On July 5th Meta officially launched Threads. Within days it had over 50 million signups.
People were calling it the Twitter killer.
Mark Zuckerberg was hailed as a genius. Writes, commentators and pundits from every corner of the internet fell over themselves to be the first to explain how Threads was going to change the way tech companies do business.
Every social media guru on the internet tried to ride the wave of news. Emergency podcasts were done, trainings were announced.
Everyone wanted to capitalize on the fear and greed in the market.
I knew better.
Threads Never Had a Chance
Threads was never going to be a success. And anyone with an ounce of marketing knowledge could have told you that.
I made my opinion clear on Twitter and then posted those thoughts to Threads shortly before deleting the app from my phone.
Today Threads has amassed over 70 million downloads. Unfortunately for Zuck, that’s where the good news ends.
Threads has fewer than 13 million active users who spend less than 4 minutes per day on the app.
And the numbers are falling.
Contrast that with Twitter’s 259 million active users who spend an average of 30 minutes a day on the platform. Numbers that are slowly climbing.
It’s a Battle of Perception Not Product
In 1994 marketing legends Jack Trout and Al Pies wrote a book called “The 22 Immutable Laws of Marketing”
If you haven’t read it you should. But you didn’t even need to read the whole book to know that Threads was going to be a disaster.
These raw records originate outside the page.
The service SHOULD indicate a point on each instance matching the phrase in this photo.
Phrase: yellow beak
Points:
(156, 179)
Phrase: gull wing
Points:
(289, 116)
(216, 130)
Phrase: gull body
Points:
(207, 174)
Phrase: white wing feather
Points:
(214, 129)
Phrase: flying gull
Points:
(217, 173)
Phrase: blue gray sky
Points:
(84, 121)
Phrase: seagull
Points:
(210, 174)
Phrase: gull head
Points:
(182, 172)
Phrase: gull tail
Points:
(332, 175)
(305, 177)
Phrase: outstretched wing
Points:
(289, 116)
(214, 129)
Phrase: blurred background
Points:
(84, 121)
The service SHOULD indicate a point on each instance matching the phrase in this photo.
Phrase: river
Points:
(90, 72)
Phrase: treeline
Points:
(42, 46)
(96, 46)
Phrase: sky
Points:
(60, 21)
All you had to do is read the first two chapters.
In those chapters, the authors talk about the importance of being first to market (Twitter) but if you can’t be first then you must create a new category where you can be first.
The first product in a category will take between 50-75% of the market share in that category. Everyone else fights over what’s left.
There’s no point in being the second tomato soup brand. Or the second Belgian imported lager.
To survive you’ll need to create a new category. You need to be the first chunky tomato soup. Or the first LITE Belgian imported lager.
It’s why most brands fail. They’re focused on packaging, logo, and tagline but never create a way for the consumer to identify them as uniquely different.
What Makes Threads Unique?
They allow 500 characters instead of 280.
You can use your Instagram Login.
They make it easy for your followers on Instagram to follow you on Threads.
But there’s no distinctive category difference between the two platforms.
From what I can tell, Zuckerberg created Threads as a moral crusade to combat Twitter “hate speech”.
But what he really said was,
“If you want a more regulated and white-washed public forum where we censor certain speech we don’t like – then come on over to Threads!”
It never stood a chance. And it won’t matter how many billions Zuck pumps into it, or how easy he makes the signup process.
It will never be the category leader.
How You Can Profit From Zuckerberg’s Mistake
If you want to stand out in a hyperconnected world full of distractions you have to make it easy for your audience to put you into a box.
If you want to be a copywriter you can’t just be “the next copywriter” who’s better than the other copywriters.
You’ve got to create a category distinction.
Someone who’s done an amazing job of this is George Ten.
He’s not a copyWRITER. He’s a copyTHINKER.
And he calls himself the Grammar Hippy. Also a category distinction from your typical grammar nazi.
Using this distinction along with a lot of personality, he’s gained over 172,000 followers on Twitter.
This week I want you to think hard about what differentiates you from the other people in your industry.
Try to come up with a single word you can own in the minds of your prospects.
It doesn’t even have to be a real word. George owns CopyThinker. A word he made up to set himself apart.
Once you have that word you can begin associating it with your name to build a unique brand that goes beyond your product or service.
A brand that puts you in a category all by yourself.